Sometimes it seems that Wolves In The Throne Room can’t do right for doing wrong to the Kvlter Than Thou crowd and this release, as it dares to be recorded at the BBC at their Maida Vale studio probably won’t help. So yeah, they are never going to be trve for them. For the rest of us? We’ll for me it’s not WITTR’s fault that a bunch of hipsters and Guardian readers began to turn up at their gigs (never harmed SunO))) ), they have little to no post-rock phrasing in their sounds and they don’t even have an official Facebook page (community page, fan page, auto generated page yes; official no)! More importantly their music, the stuff we should care about, continues to be thoughtful, emotional, searing, aggressive black metal with reclaim the earth lyrical concerns that would do any forest haunting Norwegians proud. And this is a vinyl release.

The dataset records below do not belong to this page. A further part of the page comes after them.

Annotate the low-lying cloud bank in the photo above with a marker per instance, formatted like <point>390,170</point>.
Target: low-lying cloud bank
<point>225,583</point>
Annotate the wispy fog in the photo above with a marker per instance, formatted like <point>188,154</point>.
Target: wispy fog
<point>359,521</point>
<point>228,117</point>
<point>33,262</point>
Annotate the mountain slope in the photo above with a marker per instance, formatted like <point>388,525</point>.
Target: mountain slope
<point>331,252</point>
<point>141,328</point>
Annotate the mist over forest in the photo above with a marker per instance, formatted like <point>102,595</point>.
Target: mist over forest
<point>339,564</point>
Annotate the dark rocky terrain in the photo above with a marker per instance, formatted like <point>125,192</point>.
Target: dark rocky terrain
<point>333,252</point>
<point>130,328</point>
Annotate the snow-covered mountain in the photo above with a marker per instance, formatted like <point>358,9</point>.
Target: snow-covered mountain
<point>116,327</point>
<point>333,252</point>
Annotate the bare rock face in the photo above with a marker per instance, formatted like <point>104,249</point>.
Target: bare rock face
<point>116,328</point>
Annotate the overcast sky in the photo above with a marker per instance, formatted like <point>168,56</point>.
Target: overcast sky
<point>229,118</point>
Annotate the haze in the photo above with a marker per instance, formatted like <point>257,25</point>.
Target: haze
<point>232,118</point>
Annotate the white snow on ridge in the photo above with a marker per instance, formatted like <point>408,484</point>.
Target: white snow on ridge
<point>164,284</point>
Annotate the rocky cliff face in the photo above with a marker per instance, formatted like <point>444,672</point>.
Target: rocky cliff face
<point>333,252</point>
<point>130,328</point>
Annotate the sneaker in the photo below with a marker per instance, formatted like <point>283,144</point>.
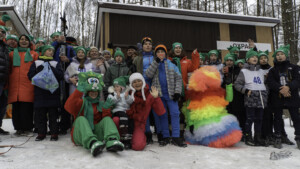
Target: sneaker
<point>97,148</point>
<point>114,145</point>
<point>3,132</point>
<point>54,137</point>
<point>285,140</point>
<point>40,137</point>
<point>177,141</point>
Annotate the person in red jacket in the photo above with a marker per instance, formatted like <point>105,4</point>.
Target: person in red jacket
<point>143,101</point>
<point>93,127</point>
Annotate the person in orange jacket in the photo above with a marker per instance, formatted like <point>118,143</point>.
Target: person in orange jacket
<point>20,89</point>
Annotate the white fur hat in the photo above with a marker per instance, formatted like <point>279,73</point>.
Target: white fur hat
<point>133,77</point>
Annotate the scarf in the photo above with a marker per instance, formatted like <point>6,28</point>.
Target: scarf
<point>177,60</point>
<point>17,58</point>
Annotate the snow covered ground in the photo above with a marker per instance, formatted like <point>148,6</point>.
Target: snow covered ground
<point>63,154</point>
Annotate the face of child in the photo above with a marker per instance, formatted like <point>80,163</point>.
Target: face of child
<point>49,52</point>
<point>24,42</point>
<point>137,84</point>
<point>263,60</point>
<point>213,58</point>
<point>93,94</point>
<point>253,60</point>
<point>147,46</point>
<point>94,53</point>
<point>177,50</point>
<point>280,56</point>
<point>229,63</point>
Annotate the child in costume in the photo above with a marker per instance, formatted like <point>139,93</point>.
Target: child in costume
<point>80,63</point>
<point>144,101</point>
<point>167,79</point>
<point>46,102</point>
<point>284,81</point>
<point>119,95</point>
<point>93,127</point>
<point>250,82</point>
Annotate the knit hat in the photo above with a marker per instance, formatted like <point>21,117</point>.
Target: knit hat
<point>119,52</point>
<point>176,44</point>
<point>12,37</point>
<point>136,76</point>
<point>284,49</point>
<point>263,53</point>
<point>232,49</point>
<point>250,54</point>
<point>240,61</point>
<point>229,56</point>
<point>146,39</point>
<point>161,46</point>
<point>55,34</point>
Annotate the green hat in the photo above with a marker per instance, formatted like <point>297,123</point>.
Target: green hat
<point>55,34</point>
<point>89,81</point>
<point>118,52</point>
<point>284,49</point>
<point>263,53</point>
<point>232,49</point>
<point>41,40</point>
<point>174,45</point>
<point>216,52</point>
<point>122,81</point>
<point>240,61</point>
<point>77,49</point>
<point>12,37</point>
<point>250,54</point>
<point>229,56</point>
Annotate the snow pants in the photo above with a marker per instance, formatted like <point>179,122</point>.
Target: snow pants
<point>84,135</point>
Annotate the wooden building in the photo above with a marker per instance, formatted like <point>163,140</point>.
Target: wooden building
<point>123,25</point>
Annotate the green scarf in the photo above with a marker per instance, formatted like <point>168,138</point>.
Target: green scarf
<point>17,58</point>
<point>177,60</point>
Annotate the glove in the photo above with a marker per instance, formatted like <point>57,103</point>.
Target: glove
<point>176,97</point>
<point>39,68</point>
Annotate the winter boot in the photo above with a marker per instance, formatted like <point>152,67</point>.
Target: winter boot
<point>114,145</point>
<point>40,137</point>
<point>149,138</point>
<point>258,141</point>
<point>97,147</point>
<point>248,140</point>
<point>163,142</point>
<point>277,143</point>
<point>177,141</point>
<point>285,140</point>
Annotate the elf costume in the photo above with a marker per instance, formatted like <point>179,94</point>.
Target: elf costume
<point>93,127</point>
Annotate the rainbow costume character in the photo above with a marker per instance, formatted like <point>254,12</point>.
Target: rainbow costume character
<point>208,122</point>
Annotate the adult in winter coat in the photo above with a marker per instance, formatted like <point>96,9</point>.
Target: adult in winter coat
<point>4,64</point>
<point>93,127</point>
<point>284,82</point>
<point>20,90</point>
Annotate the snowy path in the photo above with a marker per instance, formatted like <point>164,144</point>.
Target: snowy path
<point>63,154</point>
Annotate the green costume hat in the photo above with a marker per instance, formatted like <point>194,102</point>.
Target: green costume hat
<point>55,34</point>
<point>284,49</point>
<point>250,54</point>
<point>121,81</point>
<point>176,44</point>
<point>12,37</point>
<point>229,56</point>
<point>240,61</point>
<point>118,52</point>
<point>263,53</point>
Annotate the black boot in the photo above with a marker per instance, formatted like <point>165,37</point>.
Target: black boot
<point>258,140</point>
<point>285,140</point>
<point>149,138</point>
<point>248,140</point>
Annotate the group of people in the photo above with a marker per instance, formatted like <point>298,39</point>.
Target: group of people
<point>111,97</point>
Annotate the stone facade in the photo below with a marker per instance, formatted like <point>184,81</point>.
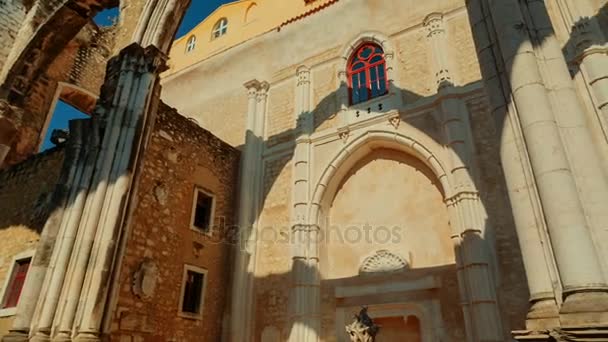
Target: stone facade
<point>467,203</point>
<point>181,157</point>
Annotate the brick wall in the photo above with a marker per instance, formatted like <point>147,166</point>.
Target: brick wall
<point>25,194</point>
<point>180,156</point>
<point>12,13</point>
<point>513,287</point>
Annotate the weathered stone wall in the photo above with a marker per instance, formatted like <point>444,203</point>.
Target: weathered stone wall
<point>275,57</point>
<point>12,13</point>
<point>25,194</point>
<point>180,157</point>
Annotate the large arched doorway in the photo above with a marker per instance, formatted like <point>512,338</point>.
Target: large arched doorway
<point>386,244</point>
<point>389,201</point>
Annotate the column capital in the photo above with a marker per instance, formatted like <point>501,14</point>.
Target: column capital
<point>433,23</point>
<point>252,88</point>
<point>303,75</point>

This recording is no different: Total physical and spiritual commitment to their music. It has that live feel to the drums and the vocals, though beautifully captured, and so an extra thread of energy runs through even from the versions of these two tracks on Celestial Lineage. This should also be a very good way of finding your way into thus complex, introverted music as at two tracks and twenty odd minutes it is not as daunting as an album but gives you a full and perfect taste for what they are all about.
‘Prayer Of Transformation’ is a slow, dark, brooding space; their trademark majestic, black cascade of riffs crashing waterfall like and with a touch of that eerie treble melody over the top which have the finest black metal credentials. Here it is soul wrenching, calming into the utterly wild blast section and out into the period but far reaching atmosphere the other side. A combination of the best of raw and atmospheric black metal, cold and untamed as a winter’s hillside. ‘Thuja Magus Imperium’ begins more quietly before almost drifting into a bass heavy rumble and snarl. The vocals as ever are harsh, snarled sounds that are like the teeth in the storm; violent, unapologetic and the heart of their sound. If ever the sound of The Wild Hunt was committed to music only early Emperor has as good a claim. In fact if you’ve never heard the band, find the space between ‘In The Nightside Eclipse ‘ and ‘Anthems To The Welkin At Dusk’, remove the keyboards and head of at a strange and solitary tangent and you may find yourself here.
Yes it is an oddly timed release (filler because they have no new album? Page marker that they are still a going concern? I have no idea) but it is a worthy one and unexpectedly, as I say, possibly the perfect way to finally give them a listen if you never have. Put your preconceptions aside and give them a go. And if you already like them, then yes a worthy purchase for you too.